Here is a brief summary of the suspicious elements of this particular phishing email.

  • The sender’s email address is obviously not a Siena professor's legitimate email and the sender’s email address even misspelled Siena.
  • The professor named in the email is not an actual Siena professor. You should search the Siena website to see if the sender is a real person and if there is any doubt or suspicion about the message, reach out to the person through another channel (phone, face-to-face).
  • Siena departments know not to send this type of vague open solicitation and would use a much more formal process to solicit applicants.
  • The links in the email (if you hover over them) are suspicious and they definitely are not pointing to Google even though the page looks like a Google login.
  • Unsolicited job offer emails are a very common scam—you should always be wary when you receive any email like this. "If it sounds too good to be true, then it is probably too good to be true."
  • Always exercise caution when an email creates a sense of urgency. The email says there is an “urgent” need for employees and there are only 3 positions available which makes people feel they need to act quickly due to fear of missing out on an opportunity. Social engineering tactics exploit our basic human impulse to respond to urgent requests.
  • There is strange phrasing, missing punctuation, grammar issues, and formatting anomalies in this email. Grammar, spelling, missing or incorrect punctuation, and odd layouts are huge red flags that the email is coming from a malicious source.
  • You should always exercise caution when an email asks for personal information such as name, email, address. This is usually a sign of a phishing attack or scam.

 

The landing page you attempted to log into also had some obvious clues even though it looks like a real page (scammers can easily scrape real pages and create legitimate looking copies):

Google phishing scam landing page

 

A real phishing attack like this could put both you and Siena at risk. This exercise was done to show a plausible phishing message and to teach our community how to possibly site such scams and avoid sharing sensitive information with them.

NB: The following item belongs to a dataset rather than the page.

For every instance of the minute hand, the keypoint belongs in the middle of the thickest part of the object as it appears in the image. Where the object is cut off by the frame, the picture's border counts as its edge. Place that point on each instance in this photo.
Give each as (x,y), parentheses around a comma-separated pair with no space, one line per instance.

If you ever have doubts about a link in an email or if the email appears to be suspicious at all, simply log into the site directly, reach out to the sender through a separate channel (such as a phone call or speak to them face-to-face) to ensure it is legitimate, or contact the ITS Help Desk.  Students should be especially wary of job offers where the job might seem too good to be true (work from home, high pay, easy workload) and especially if the job offer is unsolicited (you did not apply for the job being offered).  We have seen these scams go so far as to send the recipient a check. Once these checks are deposited they provide your account number to the scammer along with unexpected fees and withdrawals.

Use your best judgement when reviewing all email and phone calls and if you ever have a question on the legitimacy of an email you can always contact the ITS Help Desk.